Less Joe, More Jesus
Less Joe, More Jesus
What is the present passion of author and Moody Bible Institute president Joe Stowell?
In your preaching, what are you most passionate about?
Joe Stowell: Calling followers of Christ to a renewed commitment to focus their lives and aspirations on the person of Jesus Christ. Jesus said, " If I be lifted up, I'll draw all men to me. " One of the preacher's dilemmas is that preaching is so much about us. Preaching has a way of sucking us down into the bog of Who am I preaching to? Will they like me? Will they listen? That's the pre-agony. The post-agony is Did I do well? Did I get my point across? Oh, I should have said it this way; I should have said it that way. If we're not careful, preaching becomes all about the preacher. I have been convicted about that, and though I don't have any easy formulas on how to extract myself from these demons, I do know that my preaching must be more and more about Jesus.
Issues like, Did I lift him up? What would he have thought about my sermon? Did my listeners see him more clearly? Do they find him more compelling because of my sermon? Did I represent him and his calling in our lives in a winsome and yet authoritative way?
Preaching needs to be Christocentric. Jesus is the storyline of the Bible, the Creator of the universe, the pinnacle revelation of God. The Holy Spirit within me does the ministry of glorifying Jesus Christ, and Jesus shows me what God the Father is like. Jesus really is the focal point.

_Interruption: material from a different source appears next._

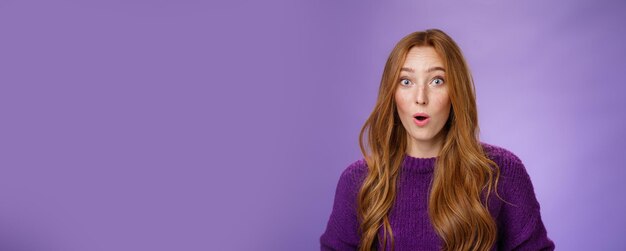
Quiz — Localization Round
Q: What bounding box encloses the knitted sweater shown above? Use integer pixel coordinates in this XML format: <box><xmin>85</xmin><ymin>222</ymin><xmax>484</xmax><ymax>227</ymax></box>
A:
<box><xmin>319</xmin><ymin>142</ymin><xmax>554</xmax><ymax>251</ymax></box>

But so often, Jesus gets lost in it all — in our preaching and in our churches. Instead it's the worship group, the music, the setting, the auditorium, the preacher. Everything is man-centered. I wonder if Jesus feels like the body at an Irish wake: Nobody expects him to sing, but they can't have the party without him.

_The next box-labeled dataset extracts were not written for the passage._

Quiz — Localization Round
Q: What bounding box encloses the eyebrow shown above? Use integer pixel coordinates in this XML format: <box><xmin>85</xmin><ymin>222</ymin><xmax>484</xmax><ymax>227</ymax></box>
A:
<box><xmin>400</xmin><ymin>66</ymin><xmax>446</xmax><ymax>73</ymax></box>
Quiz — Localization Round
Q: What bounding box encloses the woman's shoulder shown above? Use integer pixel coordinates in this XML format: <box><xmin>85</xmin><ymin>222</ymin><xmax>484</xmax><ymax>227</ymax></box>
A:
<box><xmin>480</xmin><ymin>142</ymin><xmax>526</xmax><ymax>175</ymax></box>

When Marty and I escape to England every once in a while, we attend a tiny village church where about 20 villagers show up. The pastor stands off to the side. The organ is behind us. The main image that catches your attention is a statue of Jesus on the cross. A woman and a man are on each side looking up in adoring awe at Jesus on the cross. I think that's what we miss. We haven't worked to create church and to drive our preaching in ways to draw people's hearts and minds to Jesus Christ.
When I turned 50, I realized I'd been very busy for God, working, working, working. Suddenly I had this longing for God that my busyness had buried. I wanted to go deeper. I wanted to know Jesus like Paul says in Philippians 3, that I would count all things loss — that I would finally get me out of the way and know Jesus in my life. I thought, This is what it's really all about, isn't it? That began to impact my preaching. When people hear me preach on a regular basis, my prayer is that they hear more about Jesus then they used to. And that their hearts and minds are drawn to him, his character, his call, and the beauty of his holiness in a life transforming way.
At the end of the day in my sermons and ministry, I hope people forget who I am and see Jesus Christ.
What practical things are you doing to bring that about in your preaching?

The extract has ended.